Projections onto convex sets and Lipschitz condition

Question

Let $K\subset\mathbb{R}^n$ be a non-empty convex set. Let $\pi_K$ be the projection onto $K$, that is, $$\pi_K(x)=\mathrm{argmin}_{k\in\mathbb{R}^n}\{\|x-k\|_2:k\in K\}.$$ Let $\|\cdot\|_2$ denote the Euclidean $2$-norm. I want to show that for all $x,y\in\mathbb{R}^n$, we have $$\|\pi_K(x)-\pi_K(y)\|_2\le \|x-y\|_2.$$

An article I am reading claims this is trivial, but I'm not sure how to proceed. It seems intuitively true if $K$ is a projection onto a subspace, say onto $K=\mathrm{span}(e_1,\dots,e_k)$ for some $k<n$ (since in the last few coordinates, nothing is contributing to the $2$-norm).

Answer 1

(This is a rewrite of an egregiously incorrect previous answer.)

I have always found the usual proof of this fact a little unsatisfactory and lacking in geometric intuition. Here is a more intuitive proof.

$K$ needs to be closed to ensure that a $\min$ exists.

We can assume that $\pi_K(x) \neq \pi_X(y)$ otherwise the result is trivial.

Let $L$ be the line $p(t) = \pi_K(x)+t (\pi_K(y)-\pi_K(y))$ and let $P$ be the orthogonal projection onto this line. It is straightforward to show that $\|P\| = 1$, and hence $\|Px-Py\| \le \|x-y\|$. This is the essential fact here.

Let $t_x,t_y$ be such that $p(t_x) = Px, p(t_y) = Py$. Note that we must have $t_x \le 0$ and $t_y \ge 1$, as otherwise the definition of $\pi_K(x)$ or $\pi_K(y)$ would be contradicted. Then $\|Px-Py\| = \|p(t_x)-p(t_y)\| = (t_y-t_x) \| \pi_K(x)-\pi_K(y)\| \ge \| \pi_K(x)-\pi_K(y)\|$.

Addendum:

To see why $t_x \le 0$, let $\phi(t)=\|x-p(t)\|^2 = \|x-Px\|^2+(t-t_x)^2\|\pi(x)-\pi(y)\|^2$.

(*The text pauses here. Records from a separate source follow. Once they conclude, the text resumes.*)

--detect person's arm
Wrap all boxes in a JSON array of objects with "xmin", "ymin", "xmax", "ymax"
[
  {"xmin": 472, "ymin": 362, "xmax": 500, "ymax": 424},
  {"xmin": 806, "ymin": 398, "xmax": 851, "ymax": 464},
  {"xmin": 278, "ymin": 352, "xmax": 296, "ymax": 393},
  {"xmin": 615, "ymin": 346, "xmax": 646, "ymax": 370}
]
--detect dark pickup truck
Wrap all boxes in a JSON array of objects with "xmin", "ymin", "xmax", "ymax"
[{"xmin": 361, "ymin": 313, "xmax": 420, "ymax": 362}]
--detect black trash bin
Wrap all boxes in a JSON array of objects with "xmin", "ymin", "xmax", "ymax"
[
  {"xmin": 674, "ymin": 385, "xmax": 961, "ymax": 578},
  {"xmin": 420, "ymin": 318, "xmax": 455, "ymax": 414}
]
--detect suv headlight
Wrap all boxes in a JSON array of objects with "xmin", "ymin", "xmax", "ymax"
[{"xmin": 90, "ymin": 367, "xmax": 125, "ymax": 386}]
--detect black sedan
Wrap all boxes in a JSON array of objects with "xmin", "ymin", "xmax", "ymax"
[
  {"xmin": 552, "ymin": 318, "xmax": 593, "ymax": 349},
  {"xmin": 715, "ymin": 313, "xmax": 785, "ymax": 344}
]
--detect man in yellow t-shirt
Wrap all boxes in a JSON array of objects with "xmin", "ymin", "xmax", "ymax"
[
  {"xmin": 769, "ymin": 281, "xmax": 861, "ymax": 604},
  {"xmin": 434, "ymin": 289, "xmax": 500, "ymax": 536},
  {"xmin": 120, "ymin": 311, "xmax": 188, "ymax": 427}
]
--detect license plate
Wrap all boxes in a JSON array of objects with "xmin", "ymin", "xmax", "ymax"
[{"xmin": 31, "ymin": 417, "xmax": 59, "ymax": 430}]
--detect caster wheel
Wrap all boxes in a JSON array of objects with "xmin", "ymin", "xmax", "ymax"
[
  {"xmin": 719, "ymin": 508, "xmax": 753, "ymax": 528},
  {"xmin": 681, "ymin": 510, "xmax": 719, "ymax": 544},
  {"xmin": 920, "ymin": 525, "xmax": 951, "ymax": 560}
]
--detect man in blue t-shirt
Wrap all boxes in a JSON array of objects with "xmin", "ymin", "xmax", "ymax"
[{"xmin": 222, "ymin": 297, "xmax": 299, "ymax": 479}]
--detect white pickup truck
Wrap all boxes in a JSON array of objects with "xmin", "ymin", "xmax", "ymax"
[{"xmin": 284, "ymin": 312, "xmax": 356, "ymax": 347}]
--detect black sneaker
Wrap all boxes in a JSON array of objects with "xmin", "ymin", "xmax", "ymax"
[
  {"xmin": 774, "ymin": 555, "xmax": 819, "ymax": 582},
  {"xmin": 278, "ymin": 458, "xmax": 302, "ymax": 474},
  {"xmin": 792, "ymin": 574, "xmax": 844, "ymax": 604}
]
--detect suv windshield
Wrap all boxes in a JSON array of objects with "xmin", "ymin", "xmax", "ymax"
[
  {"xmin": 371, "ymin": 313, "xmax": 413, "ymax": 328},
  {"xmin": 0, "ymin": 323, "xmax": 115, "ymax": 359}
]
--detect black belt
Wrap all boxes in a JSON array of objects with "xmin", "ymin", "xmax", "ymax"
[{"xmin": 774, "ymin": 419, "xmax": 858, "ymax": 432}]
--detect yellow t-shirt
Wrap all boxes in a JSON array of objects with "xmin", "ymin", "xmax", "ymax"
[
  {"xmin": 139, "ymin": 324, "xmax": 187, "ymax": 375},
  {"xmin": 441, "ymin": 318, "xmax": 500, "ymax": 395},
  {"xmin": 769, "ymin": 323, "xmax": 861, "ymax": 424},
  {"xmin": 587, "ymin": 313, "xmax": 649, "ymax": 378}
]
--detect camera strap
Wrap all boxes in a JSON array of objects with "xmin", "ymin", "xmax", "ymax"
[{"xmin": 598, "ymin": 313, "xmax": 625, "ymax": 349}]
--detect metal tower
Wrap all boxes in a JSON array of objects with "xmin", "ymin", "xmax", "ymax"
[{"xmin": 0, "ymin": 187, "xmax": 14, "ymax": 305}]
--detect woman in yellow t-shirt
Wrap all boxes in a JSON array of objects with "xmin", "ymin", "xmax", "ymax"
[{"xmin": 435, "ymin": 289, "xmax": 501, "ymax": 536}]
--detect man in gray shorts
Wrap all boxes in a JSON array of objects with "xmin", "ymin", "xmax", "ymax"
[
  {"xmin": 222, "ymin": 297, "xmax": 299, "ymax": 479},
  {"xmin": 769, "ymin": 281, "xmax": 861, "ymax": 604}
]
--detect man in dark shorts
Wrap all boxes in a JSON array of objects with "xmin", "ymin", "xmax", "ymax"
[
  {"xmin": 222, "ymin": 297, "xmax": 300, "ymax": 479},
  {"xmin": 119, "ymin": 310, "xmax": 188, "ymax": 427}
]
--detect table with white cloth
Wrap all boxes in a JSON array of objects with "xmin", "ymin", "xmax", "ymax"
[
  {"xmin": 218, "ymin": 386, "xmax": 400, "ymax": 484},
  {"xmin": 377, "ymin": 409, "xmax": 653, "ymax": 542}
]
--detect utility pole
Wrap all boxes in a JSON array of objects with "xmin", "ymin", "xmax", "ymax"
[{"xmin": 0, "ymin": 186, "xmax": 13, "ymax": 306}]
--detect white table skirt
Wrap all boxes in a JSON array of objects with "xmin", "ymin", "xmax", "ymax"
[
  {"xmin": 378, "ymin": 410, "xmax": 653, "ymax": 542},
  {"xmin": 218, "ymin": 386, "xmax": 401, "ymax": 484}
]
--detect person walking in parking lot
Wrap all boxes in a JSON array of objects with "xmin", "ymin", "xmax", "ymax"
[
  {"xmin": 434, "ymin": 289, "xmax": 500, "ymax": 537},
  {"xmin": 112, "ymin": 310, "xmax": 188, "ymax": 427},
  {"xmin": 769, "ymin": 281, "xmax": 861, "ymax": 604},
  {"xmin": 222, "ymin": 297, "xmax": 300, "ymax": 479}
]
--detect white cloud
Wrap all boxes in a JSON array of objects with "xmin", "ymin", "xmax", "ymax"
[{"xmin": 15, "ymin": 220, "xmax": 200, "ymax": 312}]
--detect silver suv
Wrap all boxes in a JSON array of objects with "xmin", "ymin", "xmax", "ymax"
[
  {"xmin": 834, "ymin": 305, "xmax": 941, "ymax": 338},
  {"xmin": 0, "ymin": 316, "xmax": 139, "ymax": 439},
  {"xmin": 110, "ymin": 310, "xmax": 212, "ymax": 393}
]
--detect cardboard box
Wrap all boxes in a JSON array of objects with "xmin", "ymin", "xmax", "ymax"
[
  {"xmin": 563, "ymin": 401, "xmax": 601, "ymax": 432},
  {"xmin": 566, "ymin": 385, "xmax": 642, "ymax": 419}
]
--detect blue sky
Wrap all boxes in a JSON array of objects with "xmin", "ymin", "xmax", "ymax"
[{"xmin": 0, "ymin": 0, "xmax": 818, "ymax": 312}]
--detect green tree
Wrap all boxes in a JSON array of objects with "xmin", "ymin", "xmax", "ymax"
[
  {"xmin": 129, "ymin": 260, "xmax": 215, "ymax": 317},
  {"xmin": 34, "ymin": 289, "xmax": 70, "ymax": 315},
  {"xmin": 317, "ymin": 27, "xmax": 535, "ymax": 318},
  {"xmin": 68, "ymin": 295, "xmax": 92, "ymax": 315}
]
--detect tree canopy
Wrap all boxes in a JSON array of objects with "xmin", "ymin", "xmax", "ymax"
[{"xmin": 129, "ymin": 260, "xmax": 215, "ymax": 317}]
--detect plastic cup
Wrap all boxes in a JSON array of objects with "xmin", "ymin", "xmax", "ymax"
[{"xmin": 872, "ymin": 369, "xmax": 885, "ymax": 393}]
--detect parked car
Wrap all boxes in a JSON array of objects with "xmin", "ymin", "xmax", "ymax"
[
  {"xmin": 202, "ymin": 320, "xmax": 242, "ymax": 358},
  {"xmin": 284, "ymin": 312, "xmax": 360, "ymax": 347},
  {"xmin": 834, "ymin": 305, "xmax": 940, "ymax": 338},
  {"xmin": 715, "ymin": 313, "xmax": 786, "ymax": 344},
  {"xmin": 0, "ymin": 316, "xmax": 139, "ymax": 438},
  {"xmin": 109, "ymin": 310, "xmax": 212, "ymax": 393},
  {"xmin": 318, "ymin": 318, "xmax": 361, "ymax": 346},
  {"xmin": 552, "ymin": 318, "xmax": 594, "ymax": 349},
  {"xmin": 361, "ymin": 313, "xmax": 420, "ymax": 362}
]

Note that $\phi$ is convex, strictly decreasing for $t \le t_x$ and strictly increasing for $t \ge t_x$. Also note that $p(t) \in K$ for $t \in [0,1]$ so $\phi(t) \ge \phi(0)$ on $t \in [0,1]$.

In particular, we must have $t_x \le 0$ otherwise $\phi$ would be strictly decreasing on $[0,t_x]$ which would be a contradiction.

Answer 2

Note that since $K$ is convex from definition of the projection you have for all $k \in K$ and $\lambda \in (0 ,1)$ that $$ \| x - \pi_{K} (x) \|^2 \leq \|x -(\lambda k +(1- \lambda) \pi_{K} (x)) \|^2 = \| x - \pi_{K} (x) - \lambda (k - \pi_{K} (x)) \|^2$$ By opening up the above norm-squared and letting $\lambda \to 0$, you can conclude that $$ \langle x - \pi_{K} (x) \; , \; k - \pi_{K} (x) \rangle \leq 0 \quad \quad \forall k\in K $$ similarly $$ \langle y - \pi_{K} (y) \; , \; k - \pi_{K} (y) \rangle \leq 0 \quad \quad \forall k\in K $$

Now by settting $k = \pi_{K} (y)$ in first inequality and then $k = \pi_{K} (x)$ in the second inequality, afteradding later inequality we have $$ \langle x-y + (\pi_{K}(y) - \pi_{K} (x) ) \; , \; \pi_{K}(y) - \pi_{K} (x) \rangle \leq 0 $$ Thus $$ \| \pi_{K}(y) - \pi_{K} (x)\|^2 \leq \langle x-y \; , \; \pi_{K}(y) - \pi_{K} (x) \rangle \leq \; \| y -x \| \; \| \pi_{K}(y) - \pi_{K} (x)\| $$ This gives you the desired inequality.